Despite Liverpool's front three continually breaking the offside trap the back four stuck rigidly to the 18-yard line, almost as if Pellegrini had tried to simplify a complex aspect of his tactical coaching. It was very odd.

Does this reflect a lack of intelligence from the defenders? An inability to adapt to the patterns of a game? Or does it betray Pellegrini's waning powers? Certainly the Chilean would have been much quicker recalibrating his tactics when in charge of Manchester City. Reactivity aside, giving such basic instructions about defensive depth hints at a further lack of urgency, or perhaps even of effort.

His two years in China casts doubt over whether Pellegrini still has the fire in his belly to manage in the Premier League; his team's meekness and his own inactivity from the sidelines suggests the worst.

West Ham's weak central midfield

Probably the most ill-advised transfer in August was Cheikhou Kouyate's £9.5 million move to Crystal Palace. West Ham sold their best combative defensive midfielder without lining up a replacement, meaning when the window shut last Thursday they were left with just one player, Pedro Obiang, to fix a problem area that has defined the club for at least three years.

Obiang endured such a dreadful pre-season that he was left on the bench on Sunday, with 19-year-old centre-back Declan Rice preferred alongside the ageing, slowing Mark Noble.

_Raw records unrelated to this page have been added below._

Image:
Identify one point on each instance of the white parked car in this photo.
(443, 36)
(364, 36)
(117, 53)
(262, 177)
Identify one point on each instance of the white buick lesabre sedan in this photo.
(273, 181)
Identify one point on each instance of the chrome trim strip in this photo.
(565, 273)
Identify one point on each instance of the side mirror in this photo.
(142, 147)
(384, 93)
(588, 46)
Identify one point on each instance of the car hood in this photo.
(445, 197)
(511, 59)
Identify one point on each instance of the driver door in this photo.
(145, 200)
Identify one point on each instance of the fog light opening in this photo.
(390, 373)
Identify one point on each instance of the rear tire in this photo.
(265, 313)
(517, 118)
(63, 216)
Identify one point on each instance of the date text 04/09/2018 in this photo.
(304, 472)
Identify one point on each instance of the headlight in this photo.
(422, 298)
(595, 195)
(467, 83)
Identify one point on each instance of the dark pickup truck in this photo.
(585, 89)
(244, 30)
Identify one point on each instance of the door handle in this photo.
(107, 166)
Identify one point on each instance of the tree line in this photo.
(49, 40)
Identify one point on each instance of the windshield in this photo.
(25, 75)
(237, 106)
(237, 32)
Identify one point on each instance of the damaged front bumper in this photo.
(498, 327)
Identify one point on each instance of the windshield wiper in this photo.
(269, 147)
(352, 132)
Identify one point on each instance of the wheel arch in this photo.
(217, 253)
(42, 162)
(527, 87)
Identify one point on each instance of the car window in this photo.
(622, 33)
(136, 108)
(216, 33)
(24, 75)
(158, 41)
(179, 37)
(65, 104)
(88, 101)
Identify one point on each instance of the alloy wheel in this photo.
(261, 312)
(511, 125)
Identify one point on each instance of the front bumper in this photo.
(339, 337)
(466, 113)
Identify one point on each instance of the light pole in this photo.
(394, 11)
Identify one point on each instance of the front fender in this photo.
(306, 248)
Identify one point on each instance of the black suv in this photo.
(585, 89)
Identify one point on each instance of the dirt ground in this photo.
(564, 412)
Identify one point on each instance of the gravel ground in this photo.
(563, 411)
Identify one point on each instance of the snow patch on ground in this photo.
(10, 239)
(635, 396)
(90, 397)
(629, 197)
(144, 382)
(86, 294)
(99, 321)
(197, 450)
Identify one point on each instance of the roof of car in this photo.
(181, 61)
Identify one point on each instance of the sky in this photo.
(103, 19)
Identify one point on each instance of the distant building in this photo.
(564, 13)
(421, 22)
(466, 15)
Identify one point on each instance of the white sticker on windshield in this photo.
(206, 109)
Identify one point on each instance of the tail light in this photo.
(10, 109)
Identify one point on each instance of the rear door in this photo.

It was the sort of midfield partnership that ordinarily appears in August as a statement to the board, an indication from the manager that he desperately needs his employers to bring in quality midfielders before the August 31 deadline.

It was hardly surprising to see Keita, James Milner, and Georginio Wijnaldum outthink, outrun, and outtackle Noble and Rice. Sadio Mane in particular enjoyed dropping off the front, picking up the ball and turning in acres of space in the number ten zone.

Conclusion: an alarming start

It might seem dramatic to predict disappointment after just one game of the new season, but West Ham's tactical flaws at Anfield merely confirmed the suspicions that the club's new signings - in the dugout and on the pitch - align neatly with a hollow boardroom policy that doesn't appreciate the value of gradual systematic growth, preferring to mask its problems with delusions of grandeur.

Having been torn away from their historic home in Upton Park and abandoned in a soulless area of Stratford, severed from their roots as the running track separates players from fans, the threat of mass mutiny will continue to hover over the London Stadium.

The fans' concerns are entirely justified and, although the splurge of money spent on big-name players has created an atmosphere of optimism for the time being, things could easily fall apart. Their price of [2.34] to finish in the top 10 is worth taking on.